Founded in 1967, Fastenal (NASDAQ:FAST) provides industrial and construction supplies, including fasteners, tools, safety products, and many other product categories to businesses globally.

Maintenance and Repair Distributors

Supply chain and inventory management are themes that grew in focus after COVID wreaked havoc on the global movement of raw materials and components. Maintenance and repair distributors that boast reliable selection and quickly deliver products to customers can benefit from this theme. While e-commerce hasn’t disrupted industrial distribution as much as consumer retail, it is still a real threat, forcing investment in omnichannel capabilities to serve customers everywhere. Additionally, maintenance and repair distributors are at the whim of economic cycles that impact the capital spending and construction projects that can juice demand.

Sales Growth

A company’s long-term performance is an indicator of its overall quality. Even a bad business can shine for one or two quarters, but a top-tier one grows for years. Regrettably, Fastenal’s sales grew at a mediocre 7.1% compounded annual growth rate over the last five years. This fell short of our benchmark for the industrials sector and is a rough starting point for our analysis.

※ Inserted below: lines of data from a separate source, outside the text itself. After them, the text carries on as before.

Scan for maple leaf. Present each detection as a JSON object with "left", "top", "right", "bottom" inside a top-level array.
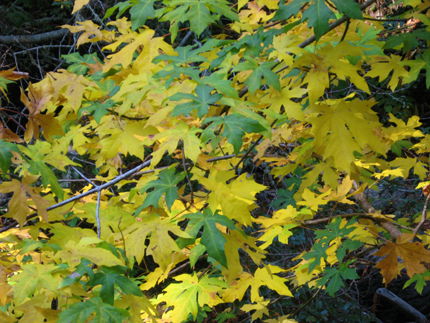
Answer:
[
  {"left": 72, "top": 0, "right": 90, "bottom": 14},
  {"left": 85, "top": 266, "right": 143, "bottom": 305},
  {"left": 10, "top": 264, "right": 61, "bottom": 305},
  {"left": 317, "top": 263, "right": 360, "bottom": 297},
  {"left": 130, "top": 0, "right": 155, "bottom": 30},
  {"left": 0, "top": 139, "right": 21, "bottom": 173},
  {"left": 57, "top": 297, "right": 130, "bottom": 323},
  {"left": 233, "top": 56, "right": 281, "bottom": 94},
  {"left": 309, "top": 100, "right": 385, "bottom": 173},
  {"left": 223, "top": 265, "right": 293, "bottom": 302},
  {"left": 160, "top": 0, "right": 238, "bottom": 42},
  {"left": 203, "top": 113, "right": 266, "bottom": 154},
  {"left": 293, "top": 42, "right": 370, "bottom": 103},
  {"left": 404, "top": 49, "right": 430, "bottom": 89},
  {"left": 158, "top": 273, "right": 227, "bottom": 322},
  {"left": 141, "top": 168, "right": 185, "bottom": 214},
  {"left": 240, "top": 300, "right": 270, "bottom": 321},
  {"left": 202, "top": 73, "right": 239, "bottom": 99},
  {"left": 374, "top": 233, "right": 430, "bottom": 285},
  {"left": 169, "top": 84, "right": 222, "bottom": 118},
  {"left": 61, "top": 52, "right": 99, "bottom": 75},
  {"left": 55, "top": 238, "right": 124, "bottom": 268},
  {"left": 196, "top": 171, "right": 265, "bottom": 225},
  {"left": 61, "top": 20, "right": 103, "bottom": 47},
  {"left": 366, "top": 55, "right": 409, "bottom": 92},
  {"left": 21, "top": 84, "right": 63, "bottom": 142},
  {"left": 116, "top": 214, "right": 192, "bottom": 270},
  {"left": 185, "top": 209, "right": 237, "bottom": 268},
  {"left": 0, "top": 176, "right": 50, "bottom": 227},
  {"left": 151, "top": 120, "right": 202, "bottom": 166}
]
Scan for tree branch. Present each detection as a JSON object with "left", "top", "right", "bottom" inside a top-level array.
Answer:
[{"left": 0, "top": 29, "right": 69, "bottom": 45}]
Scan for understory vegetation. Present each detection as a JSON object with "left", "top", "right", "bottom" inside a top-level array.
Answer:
[{"left": 0, "top": 0, "right": 430, "bottom": 323}]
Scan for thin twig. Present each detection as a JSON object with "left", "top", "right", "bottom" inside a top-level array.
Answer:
[
  {"left": 0, "top": 160, "right": 151, "bottom": 233},
  {"left": 182, "top": 145, "right": 194, "bottom": 205},
  {"left": 414, "top": 194, "right": 430, "bottom": 236}
]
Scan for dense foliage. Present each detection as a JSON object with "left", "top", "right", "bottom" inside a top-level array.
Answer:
[{"left": 0, "top": 0, "right": 430, "bottom": 323}]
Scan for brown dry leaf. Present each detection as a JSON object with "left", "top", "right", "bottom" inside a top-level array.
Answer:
[
  {"left": 375, "top": 233, "right": 430, "bottom": 285},
  {"left": 21, "top": 83, "right": 63, "bottom": 142}
]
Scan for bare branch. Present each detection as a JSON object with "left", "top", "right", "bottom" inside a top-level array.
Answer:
[{"left": 0, "top": 29, "right": 69, "bottom": 45}]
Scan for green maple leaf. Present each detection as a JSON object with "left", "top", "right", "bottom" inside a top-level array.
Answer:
[
  {"left": 160, "top": 0, "right": 238, "bottom": 41},
  {"left": 315, "top": 218, "right": 355, "bottom": 240},
  {"left": 234, "top": 56, "right": 281, "bottom": 93},
  {"left": 303, "top": 0, "right": 336, "bottom": 41},
  {"left": 86, "top": 266, "right": 143, "bottom": 305},
  {"left": 0, "top": 139, "right": 21, "bottom": 173},
  {"left": 140, "top": 168, "right": 185, "bottom": 214},
  {"left": 78, "top": 100, "right": 114, "bottom": 124},
  {"left": 61, "top": 52, "right": 97, "bottom": 75},
  {"left": 186, "top": 209, "right": 236, "bottom": 268},
  {"left": 317, "top": 263, "right": 359, "bottom": 297},
  {"left": 404, "top": 49, "right": 430, "bottom": 89},
  {"left": 169, "top": 84, "right": 222, "bottom": 118},
  {"left": 28, "top": 160, "right": 64, "bottom": 200},
  {"left": 403, "top": 270, "right": 430, "bottom": 294},
  {"left": 160, "top": 273, "right": 227, "bottom": 322},
  {"left": 331, "top": 0, "right": 363, "bottom": 19},
  {"left": 202, "top": 73, "right": 239, "bottom": 99},
  {"left": 152, "top": 44, "right": 212, "bottom": 89},
  {"left": 303, "top": 243, "right": 329, "bottom": 272},
  {"left": 273, "top": 0, "right": 363, "bottom": 41},
  {"left": 57, "top": 297, "right": 130, "bottom": 323},
  {"left": 204, "top": 113, "right": 266, "bottom": 154},
  {"left": 130, "top": 0, "right": 155, "bottom": 30},
  {"left": 273, "top": 0, "right": 309, "bottom": 20},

Fastenal Quarterly Revenue
Fastenal Quarterly Revenue

We at StockStory place the most emphasis on long-term growth, but within industrials, a half-decade historical view may miss cycles, industry trends, or a company capitalizing on catalysts such as a new contract win or a successful product line. Fastenal’s recent performance shows its demand has slowed as its annualized revenue growth of 3.3% over the last two years was below its five-year trend. We also note many other Maintenance and Repair Distributors businesses have faced declining sales because of cyclical headwinds. While Fastenal grew slower than we’d like, it did do better than its peers.